The main thread running through the book is the vision of ‘human-machine symbiosis’ that J.C.R. Licklider (Lick) and others had, and how Lick, while working at ARPA, directed funding to research labs across the US to achieve that vision.
That was what people like Vannevar Bush, J. C. R Licklider, Wes Clark, and Doug Engelbart had always perceived so well, he thought. The real significance of computing was to be found not in this gadget or that gadget, but in how the technology was woven into the fabric of human life - how computers could change the way people thought, the way they created, the way they communicated, the way they worked together, the way they organized themselves, even the way they apportioned power and responsibility. That was what resonated so deeply in Taylor’s mind. … if Pake could be made to understand what computing was really about, then there could be a tremendous opportunity here to make the dreams into something real. (pp. 329)

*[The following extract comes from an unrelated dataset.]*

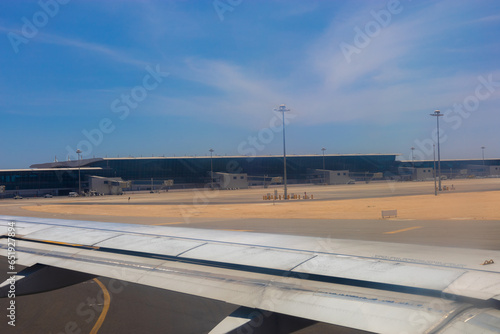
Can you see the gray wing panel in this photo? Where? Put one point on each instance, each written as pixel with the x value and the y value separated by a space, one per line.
pixel 362 308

I saw a parallel to this in a more primitive, first-principles way in the movie “Godzilla x Kong: The New Empire” when the scientists augmented Kong’s right hand with a new metal arm, and Kong was now able to fight more effectively with the final boss ape (Skar King) who had a chain with a hook at the end that would slash if caught with an arm of flesh. Making gadgets are all well and good, but what can it help Kong do? What human process can it augment and make better?
The biggest lesson from this book for me is the nature of changing the world. It is all about people. We all want to change the world, but I learnt that how to go about it is to change how people do things. Less about making things, and more about impacting people. Change how people pay for goods and services, how they access information, how they interact with each other, how they think about something like weather, the universe, governments, make it easier for folks to move from place to place, etc. It could be a really simple idea, it often is. But once it gets accepted and implemented on a large scale, you have just changed the world. Sounds very obvious (what is the world without people?) but I admittedly never thought of it that way.